The bodyguard at the far corner went for his piece, but the kids came through just as I had asked. It's not a man, I had told them over and over, it's a target. I had drilled it into their heads. Bob's round blew out the glass panel, then CJ's round sliced through the little guy's body armor and dropped him into a shapeless puddle. Then they took out the one in the middle of the deck the same way.

As I struggled to untangle the Uzi from the bodyguard's shoulder strap, the second burst from the wheelchair was more controlled. A burst sprayed at Lomax as he dove under the table. His thumb popped off, flying through the sunshine like a cocktail frank. The table where Betty and Cathy sat caught the burst thrown at them. Then rounds popped over my head and exploded the glass walls behind me.

Betty rose long enough to throw her empty piece at the woman in the wheelchair, which bought me a second. I slipped behind the bodyguard, catching a quick glimpse of Mandy Rae's ruined face. She looked as if I was the first target she had missed in her entire life. And now she'd missed me three times. Her glittering mad eyes said she wasn't about to miss again.

I got behind the thick chest of the dying bodyguard as the next burst thudded into his Kevlar vest.

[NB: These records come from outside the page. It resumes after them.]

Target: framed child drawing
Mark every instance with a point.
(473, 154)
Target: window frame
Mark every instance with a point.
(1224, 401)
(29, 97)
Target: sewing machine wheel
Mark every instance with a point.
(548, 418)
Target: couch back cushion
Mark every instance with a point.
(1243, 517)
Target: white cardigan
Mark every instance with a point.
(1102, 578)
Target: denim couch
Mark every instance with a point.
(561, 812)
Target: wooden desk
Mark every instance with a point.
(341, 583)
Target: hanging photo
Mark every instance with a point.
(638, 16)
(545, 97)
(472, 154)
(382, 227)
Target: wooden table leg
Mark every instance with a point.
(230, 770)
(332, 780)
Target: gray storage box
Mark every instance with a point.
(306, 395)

Amanda Rae Quarrels didn't get another chance. The bodyguard's Uzi was in my hands now. Two three-round bursts dead center into the thorax area. The first ones shattered the stamped metal of the submachine gun so badly that Mandy Rae might as well have been holding a live grenade to her chest. My other rounds punched through the bloody chest, banging into the metal back of the wheelchair, driving it backward. The chair gathered momentum slowly as it drifted down the wooden ramp. It paused, then rolled across the hard-packed sand into the flat waves of the Gulf. Where once again it paused, as if for effect, then tilted its shapeless burden into the gray water. The wild-ass country girl had cut her last caper.

With both his partners down, the other guard quickly threw his hands into the air in surrender. His boss was dead. He was two thousand miles from home. The rest of the crowd, trapped by lies and foolishness long past, rose slowly, shadowed by the passing clouds. They just stayed there, too, as I swept the Uzi barrel across the group and focused on Wallingford, who slithered toward the house, Sissy held in front of him like a shield. But when I locked the barrel on Lomax, he just stared at me, his right hand clamped over the bleeding stump of his left thumb, staring without a flinch.

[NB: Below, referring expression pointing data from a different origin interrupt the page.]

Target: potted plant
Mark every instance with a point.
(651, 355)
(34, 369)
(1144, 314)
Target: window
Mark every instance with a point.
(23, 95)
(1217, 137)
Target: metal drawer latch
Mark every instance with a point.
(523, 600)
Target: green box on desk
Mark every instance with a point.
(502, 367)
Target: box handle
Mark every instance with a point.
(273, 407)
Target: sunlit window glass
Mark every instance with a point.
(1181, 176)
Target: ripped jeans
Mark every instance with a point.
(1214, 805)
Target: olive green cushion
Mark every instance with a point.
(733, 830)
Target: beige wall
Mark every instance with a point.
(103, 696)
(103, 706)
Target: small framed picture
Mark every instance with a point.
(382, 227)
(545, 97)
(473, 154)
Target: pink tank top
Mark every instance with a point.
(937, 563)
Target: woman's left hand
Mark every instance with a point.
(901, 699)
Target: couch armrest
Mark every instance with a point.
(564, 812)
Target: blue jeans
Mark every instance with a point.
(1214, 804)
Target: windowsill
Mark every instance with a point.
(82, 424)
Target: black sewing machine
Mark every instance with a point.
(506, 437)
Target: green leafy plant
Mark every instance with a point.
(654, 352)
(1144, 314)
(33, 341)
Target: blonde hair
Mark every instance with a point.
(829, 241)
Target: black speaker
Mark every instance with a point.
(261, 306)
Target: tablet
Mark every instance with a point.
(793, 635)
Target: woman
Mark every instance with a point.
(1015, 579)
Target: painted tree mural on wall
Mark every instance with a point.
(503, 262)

"You've never been closer to death, man, than you are this second," I said, then lowered the barrel.

"I know," he said, still not flinching. "Thanks."

"You fucking people were all there that night," I said to everybody else. "One of you cowards better have the fucking guts to get Dickie Oates out of prison…" I stopped. What could I threaten these people with that they hadn't already done to themselves? I raised the submachine gun at Lomax again. "Do it."

He nodded. I stopped long enough to empty the magazine into the sky – just about the only fun I had that day – then I tossed the ugly little weapon over the glass wall, and walked away.

As I passed Betty, she took off her glasses to look me angrily in the eyes. But it had no effect.

She had crossed that final border where betrayal becomes a way of life. Off to that final country from which no one ever returns. The country of lies. I almost told her that if she had told me the truth from the beginning, everything would have been different. But it would have been a waste of time. Cathy looked at me, too, but her eyes were full of death.

When I walked past the former Amanda Rae Quarrels, the shallow waves had ruined her. Ribbons of blood mixed with swirls of black dye and soft drifts of moving sand. She could have been a dead sea creature or a living tar ball, she could have been coming or going. I tossed the crumpled option into the water, watched it unfold, watched my note wash off the paper.

When did you find out you had married your fifteen-year-old daughter?

Amanda Rae Quarrels might be dead but her revenge lived on. I hawked up something from the back of my throat, something that tasted like bear spit. But I kept it to myself.